Zolpidem is a representative of non-benzodiazepine hypnotics. Recent epidemiologic studies have reported increased fracture risk in patients taking zolpidem, but the results have been inconsistent. The present meta-analysis shows that the use of zolpidem is associated with an increased risk of fractures.

Purpose

Previous studies have reported inconsistent findings regarding the association between the use of zolpidem and the risk of fractures. We performed a systematic literature review and meta-analysis to assess the association.

Methods

We identified relevant studies by searching MEDLINE, EMBASE, Cochrane Library, and PsycINFO without language restrictions (until August 2014).
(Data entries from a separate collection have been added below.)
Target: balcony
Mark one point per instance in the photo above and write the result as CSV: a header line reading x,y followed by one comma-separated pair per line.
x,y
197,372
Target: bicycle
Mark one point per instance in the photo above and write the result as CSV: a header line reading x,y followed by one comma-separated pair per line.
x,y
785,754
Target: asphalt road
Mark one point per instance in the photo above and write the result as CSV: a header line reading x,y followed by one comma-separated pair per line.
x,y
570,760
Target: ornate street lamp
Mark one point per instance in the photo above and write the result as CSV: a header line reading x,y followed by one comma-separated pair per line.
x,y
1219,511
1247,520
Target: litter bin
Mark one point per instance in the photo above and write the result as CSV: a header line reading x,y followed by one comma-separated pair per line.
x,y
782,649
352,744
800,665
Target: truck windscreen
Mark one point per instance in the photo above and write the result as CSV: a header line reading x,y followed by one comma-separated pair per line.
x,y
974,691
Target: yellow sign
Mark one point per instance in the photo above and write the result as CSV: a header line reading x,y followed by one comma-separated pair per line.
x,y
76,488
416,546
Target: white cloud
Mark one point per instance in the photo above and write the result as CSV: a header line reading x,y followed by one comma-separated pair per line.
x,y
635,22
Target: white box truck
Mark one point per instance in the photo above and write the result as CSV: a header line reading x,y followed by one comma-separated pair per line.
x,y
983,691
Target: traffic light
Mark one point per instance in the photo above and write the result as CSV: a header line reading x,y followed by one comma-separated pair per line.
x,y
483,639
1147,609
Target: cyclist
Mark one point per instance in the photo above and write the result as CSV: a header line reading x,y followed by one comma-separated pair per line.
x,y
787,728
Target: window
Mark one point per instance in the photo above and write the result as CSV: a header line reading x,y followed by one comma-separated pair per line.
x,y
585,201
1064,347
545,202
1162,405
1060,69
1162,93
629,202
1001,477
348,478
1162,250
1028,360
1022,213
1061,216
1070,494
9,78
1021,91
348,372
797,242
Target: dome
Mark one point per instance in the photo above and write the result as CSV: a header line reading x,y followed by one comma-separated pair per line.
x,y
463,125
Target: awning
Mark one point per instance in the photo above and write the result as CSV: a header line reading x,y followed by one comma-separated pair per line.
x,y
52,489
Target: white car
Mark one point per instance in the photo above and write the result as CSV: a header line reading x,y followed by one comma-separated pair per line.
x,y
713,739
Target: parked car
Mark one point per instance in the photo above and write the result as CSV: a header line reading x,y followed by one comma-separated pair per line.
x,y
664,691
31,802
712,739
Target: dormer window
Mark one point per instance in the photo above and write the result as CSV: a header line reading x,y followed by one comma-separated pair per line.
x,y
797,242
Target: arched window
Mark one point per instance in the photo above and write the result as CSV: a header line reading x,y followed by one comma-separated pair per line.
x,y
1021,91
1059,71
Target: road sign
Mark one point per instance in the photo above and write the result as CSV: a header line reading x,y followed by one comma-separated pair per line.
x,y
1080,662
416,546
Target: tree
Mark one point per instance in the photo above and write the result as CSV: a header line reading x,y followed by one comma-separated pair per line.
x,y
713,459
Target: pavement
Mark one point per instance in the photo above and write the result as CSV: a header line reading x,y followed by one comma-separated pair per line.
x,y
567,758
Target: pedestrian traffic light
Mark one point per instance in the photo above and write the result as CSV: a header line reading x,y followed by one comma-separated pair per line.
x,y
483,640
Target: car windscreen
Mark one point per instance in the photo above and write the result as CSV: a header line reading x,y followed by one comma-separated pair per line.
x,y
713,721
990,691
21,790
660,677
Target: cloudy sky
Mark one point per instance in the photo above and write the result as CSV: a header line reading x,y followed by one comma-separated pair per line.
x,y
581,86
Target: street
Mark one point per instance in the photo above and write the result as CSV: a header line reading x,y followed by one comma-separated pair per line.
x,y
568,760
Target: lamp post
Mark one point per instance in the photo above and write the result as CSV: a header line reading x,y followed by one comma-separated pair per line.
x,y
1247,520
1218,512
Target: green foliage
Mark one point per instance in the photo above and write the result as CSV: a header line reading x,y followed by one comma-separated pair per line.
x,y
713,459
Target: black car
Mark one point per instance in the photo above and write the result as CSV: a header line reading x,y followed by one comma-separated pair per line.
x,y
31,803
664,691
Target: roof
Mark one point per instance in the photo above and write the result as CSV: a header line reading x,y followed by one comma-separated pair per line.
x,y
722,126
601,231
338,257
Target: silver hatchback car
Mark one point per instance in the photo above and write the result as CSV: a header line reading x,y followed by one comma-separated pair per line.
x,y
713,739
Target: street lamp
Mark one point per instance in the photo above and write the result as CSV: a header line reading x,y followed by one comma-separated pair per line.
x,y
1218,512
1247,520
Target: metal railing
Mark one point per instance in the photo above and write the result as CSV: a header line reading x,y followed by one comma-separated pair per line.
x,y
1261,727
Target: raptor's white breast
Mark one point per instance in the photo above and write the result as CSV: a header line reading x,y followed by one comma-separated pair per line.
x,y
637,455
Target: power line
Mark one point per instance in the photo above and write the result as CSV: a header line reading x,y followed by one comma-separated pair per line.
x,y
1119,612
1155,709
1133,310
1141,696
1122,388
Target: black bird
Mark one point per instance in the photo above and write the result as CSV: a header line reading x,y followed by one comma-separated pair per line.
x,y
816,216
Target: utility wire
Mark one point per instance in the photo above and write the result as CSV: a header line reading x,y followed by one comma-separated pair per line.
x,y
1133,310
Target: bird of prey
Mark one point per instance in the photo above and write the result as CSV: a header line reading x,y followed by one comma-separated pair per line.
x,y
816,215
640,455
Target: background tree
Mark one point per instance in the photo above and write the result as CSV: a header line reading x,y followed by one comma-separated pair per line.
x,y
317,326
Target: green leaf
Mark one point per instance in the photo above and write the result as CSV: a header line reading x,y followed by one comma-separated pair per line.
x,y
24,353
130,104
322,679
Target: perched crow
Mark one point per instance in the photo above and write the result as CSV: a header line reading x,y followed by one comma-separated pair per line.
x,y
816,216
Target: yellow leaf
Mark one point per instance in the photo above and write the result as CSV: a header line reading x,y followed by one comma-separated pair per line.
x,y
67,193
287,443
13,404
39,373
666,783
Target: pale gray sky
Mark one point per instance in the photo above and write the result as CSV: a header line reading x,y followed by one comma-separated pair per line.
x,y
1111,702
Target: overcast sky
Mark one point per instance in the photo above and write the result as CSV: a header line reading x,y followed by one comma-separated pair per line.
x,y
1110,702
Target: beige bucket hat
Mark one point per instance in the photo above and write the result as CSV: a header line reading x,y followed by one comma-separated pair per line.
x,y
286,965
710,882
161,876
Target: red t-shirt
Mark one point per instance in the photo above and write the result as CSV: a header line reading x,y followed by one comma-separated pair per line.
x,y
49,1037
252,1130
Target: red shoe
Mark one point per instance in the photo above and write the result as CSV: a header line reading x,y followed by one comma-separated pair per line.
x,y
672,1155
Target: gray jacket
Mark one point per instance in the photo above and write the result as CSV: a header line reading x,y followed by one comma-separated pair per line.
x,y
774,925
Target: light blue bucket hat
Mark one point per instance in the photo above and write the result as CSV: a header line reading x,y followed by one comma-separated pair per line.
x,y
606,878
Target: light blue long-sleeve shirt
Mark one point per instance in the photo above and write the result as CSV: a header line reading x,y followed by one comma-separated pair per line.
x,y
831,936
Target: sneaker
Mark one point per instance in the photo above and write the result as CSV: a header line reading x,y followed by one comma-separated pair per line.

Methodological quality was assessed based on the Newcastle-Ottawa Scale (NOS).

Results

A total of 1,092,925 participants (129,148 fracture cases) were included from 9 studies (4 cohort, 4 case-control, and 1 case-crossover study). Overall, the use of zolpidem was associated with an increased risk of fracture (relative risk [RR] 1.92, 95 % CI 1.65–2.24; I 2?=?50.9 %). High-quality subgroups (cohort studies, high NOS score, adjusted for any confounder, or adjusted for osteoporosis) had higher RRs than the corresponding low-quality subgroups (high quality, 1.94–2.76; low quality, 1.55–1.79). Of note, the risk for hip fracture was higher than that for fracture at any site (hip fracture, RR 2.80, 95 % CI 2.19–3.58; fracture at any site, RR 1.84, 95 % CI 1.67–2.03; P?<?0.001).

Conclusions

The use of zolpidem may increase the risk of fractures. Clinicians should be cautious when prescribing zolpidem for patients at high risk of fracture.